(The National Post, 17 October 2015)
The recent criticism of the Trans-Pacific Partnership has rekindled the spirits of those Canadians who yearn for a more passionate political climate. It's too late for the Pacific agreement to dominate the 2015 election but the mere mention of trade talks in conjunction with politics brought nostalgic and rueful smiles to those who lived through the hectic days of 1988.
That was when the prospect of a U.S.-Canada Free Trade Agreement (FTA) generated national hysteria. People called it a turning point in Canadian history. Factions were formed, sides taken, friendships dissolved, families divided. Except for Quebec nationalism, no other political issue of recent decades has generated such vehemence.
Brian Mulroney's Progressive Conservative government had negotiated a comprehensive agreement with the United States. Both Liberals and New Democrats opposed it. If the Progressive Conservatives won the election, the agreement would be permanent. If the government fell, it would be cancelled.
As the enemies of the FTA gathered steam, their rhetoric intensified. If we accepted the agreement we would become absorbed by the U.S. The FTA's enemies said it would destroy our health-care system. Perhaps, they conjectured, an international court would find our medicare subsidy gives Canada an unfair advantage in labour negotiations.
John Turner, the Liberal leader, carried the argument at the federal level. In the leaders' debate, he told Mulroney "I happen to believe you have sold us out." That was such a forthright accusation that it looked briefly as if it would win the election for Turner. Sovereignty was at stake. Turner and his followers hammered away at the possibility that the agreement endangered not only the economy but also every other facet of Canadian life.
Artists and near-artists and cultural bureaucrats threw themselves into the fight as enemies of the FTA. The more they discussed it, the darker our national future appeared. Under free trade, they argued, Canadian identity and Canadian institutions would be absorbed into the U.S. One of the books excoriating the FTA was titled If You Love This Country, implying that only those who failed to love Canada would trust the government's plans.
Into this struggle some of our most articulate citizens poured all the bigoted anti-Americanism they could find in their souls - which turned out to be quite a bit. An army of culturally conscious Canadians sprang forth in agreement with Margaret Atwood that free trade with the U.S. would lead to an encroachment on Canadian sovereignty.

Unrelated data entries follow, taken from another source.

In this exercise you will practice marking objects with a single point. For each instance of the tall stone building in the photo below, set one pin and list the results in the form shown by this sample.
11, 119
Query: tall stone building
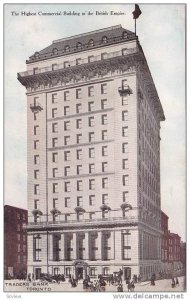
93, 157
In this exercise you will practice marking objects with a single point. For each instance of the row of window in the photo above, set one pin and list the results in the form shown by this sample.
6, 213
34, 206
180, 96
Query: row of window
79, 169
79, 154
79, 185
91, 137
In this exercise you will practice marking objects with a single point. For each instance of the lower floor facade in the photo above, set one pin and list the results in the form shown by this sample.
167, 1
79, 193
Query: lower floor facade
103, 249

That case, Mordecai Richler said, was overstated. "There's a certain amount of self-pity in the literary community," he said. Writers were depicting themselves as victims. Richler delivered one of the memorable lines of the era, "I will drink only so much bad wine for my country." He was against protecting what he called "the dubious wines of Niagara" and favoured replacing them with the "far more palatable stuff" of California.

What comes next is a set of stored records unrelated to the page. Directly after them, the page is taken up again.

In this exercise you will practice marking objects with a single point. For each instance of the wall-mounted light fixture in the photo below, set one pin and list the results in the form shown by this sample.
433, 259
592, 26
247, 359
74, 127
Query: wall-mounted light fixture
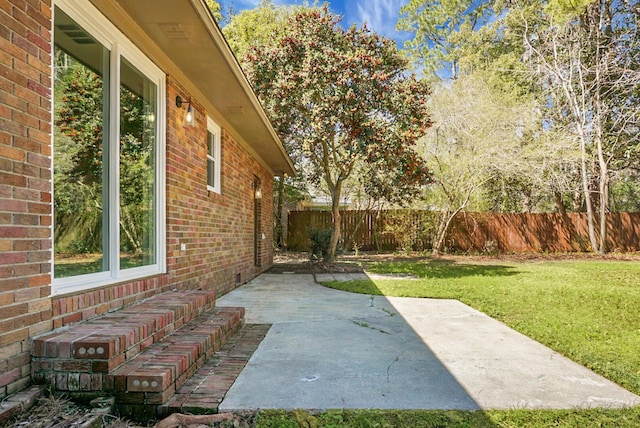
257, 189
189, 117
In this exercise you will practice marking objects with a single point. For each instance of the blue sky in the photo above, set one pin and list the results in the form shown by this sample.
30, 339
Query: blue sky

Mulroney won the election with a reduced majority - but a majority nevertheless. The FTA became law and expanded later to include Mexico. Turner retired.
But as the years passed it became clearer that Canada and the U.S. were moving farther apart. In world politics, Canada grew less likely to see itself as an automatic ally of the Americans - the opposite of the effect many Canadians feared in 1988. When America went to war in Iraq, we stayed home. When we endorsed a pipeline, Washington turned it down. Canadian society changed more quickly than American society. We endorsed same-sex marriage at a time when Americans viewed the idea with foreboding. We haven't approved sale of marijuana for fun but we might, if the Liberals win. Canadians agree with Americans even less than we did in pre-FTA times.
We may be slightly more Americanized than we were but the performance of the Toronto Blue Jays in the American League, especially this year, did more to Americanize Canada than any trade agreement.
As the arguments flowed across the country we all learned something about Canada. What 1988 left with me was a fresh sense of how fragile Canada appears in the eyes of many Canadians. The anti-FTA people believed that our identity could be dissolved by the carelessness of the federal government.
Can our national sense of self have been that weak? Those who favoured the FTA didn't laugh at this silliness. We tried to reason our way through it. (I favoured the FTA and signed a pro-FTA petition.) Experience since then demonstrates that Canada is strong enough to resist globalization and remain its own sweet self.